In terms of the advice here I don't think CC scratches the sides and am not sure from a member benefit standpoint why HCISSP wasn't refreshed with healthcare Certificates instead.
'If you were considering the HCISPP as a certification, you may still proceed with your exam until December 1, 2023. However, we recommend either the entry-level Certified in Cybersecurity certification or the newly launched Healthcare Certificates as an alternative.'
As noted above by @gidyn , where does this put CISSP Concentrations and I'm really hoping it doesn't represent a move to selling more general corporate training in this area which might be a more attractive market but doesn't support certification in this area.
I'm not surprised. I've held the HCISPP certification since 2016, and have volunteered for a JTA and Exam Item Writing workshops. However, outside of a very small subset within the Healthcare IT community I see practically no demand for the HCISPP certification. I have a great many professional certifications (CISSP, ISSEP, CGRC, HCISPP, CISA, CISM, CRISC, Security+, CySA+, PenTest+, PMP, CIPP/G) as well as vendor certifications. I can make a case for each on their own merit, with my being able to obtain employment based solely on possessing that individual certification...all, except the HCISPP.
Even when I was working for a covered entity, not once did any of job requisitions require a candidate possess the HCISPP. To me it's not technical enough for someone being hired for the cybersecurity team, and it's not administrative enough for someone who requires a deep knowledge of healthcare privacy. I'm going to take advantage of the free CCSP self-training and exam voucher being extended to me since, IMO, everyone should have a industry and vendor cloud certification these days. I liked having the HCISPP certification, but wasn't a requirement. Just my random thoughts...

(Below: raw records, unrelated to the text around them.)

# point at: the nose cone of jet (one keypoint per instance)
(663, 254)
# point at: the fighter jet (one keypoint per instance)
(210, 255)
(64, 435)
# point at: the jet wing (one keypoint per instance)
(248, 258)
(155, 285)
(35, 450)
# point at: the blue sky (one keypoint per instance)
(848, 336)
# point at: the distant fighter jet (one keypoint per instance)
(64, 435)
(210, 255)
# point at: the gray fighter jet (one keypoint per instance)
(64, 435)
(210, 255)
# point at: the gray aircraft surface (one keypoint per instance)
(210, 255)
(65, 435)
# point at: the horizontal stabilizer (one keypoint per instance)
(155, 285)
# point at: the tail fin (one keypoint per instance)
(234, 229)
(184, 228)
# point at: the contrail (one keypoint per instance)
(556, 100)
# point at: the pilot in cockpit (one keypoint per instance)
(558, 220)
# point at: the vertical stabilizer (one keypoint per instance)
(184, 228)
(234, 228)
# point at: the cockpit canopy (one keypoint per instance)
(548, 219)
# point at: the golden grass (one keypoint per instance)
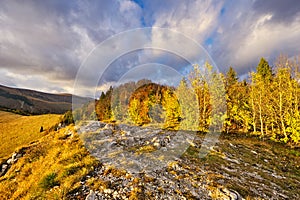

"But for a ha'peth of tar the fruit was left to wither on the vine..."
I think it's a shame in some ways because it should be down to ISC2 to look after the interests of members on their certification - and that to me means taking a systems approach to the certification and improving it rather than just stepping back, tutting and saying "oooh, that's a tuffie_, hmmm strict criterials, whatnot and all, a flaw was found so"...
Counting citations in job adverts does seem to be the doctor's order for certs - but I do think that ISC2 should maintain the arcane, anachronistic, esoteric and fun knowledge for the peculiar stuff - let's face it, once you have the experience and the network, you get referrals to work and with a few exceptions it's badges, sprinkles and a nice club you pay for(I like mony - collect 120 CPEs/Feral hogs - ... I know let's go to conferences).
Good choice on the CCSP and I look forward to welcoming you in due course - there are nearly 15k of us so we should survive second longest.
(ISC)² Member Counts (isc2.org) 1445 - so yeah - and the CISSP concentrations are looking similar in counts - so I shouldn't be surprised if they are perhaps made more accessible - maybe by removing CISSP as a gate?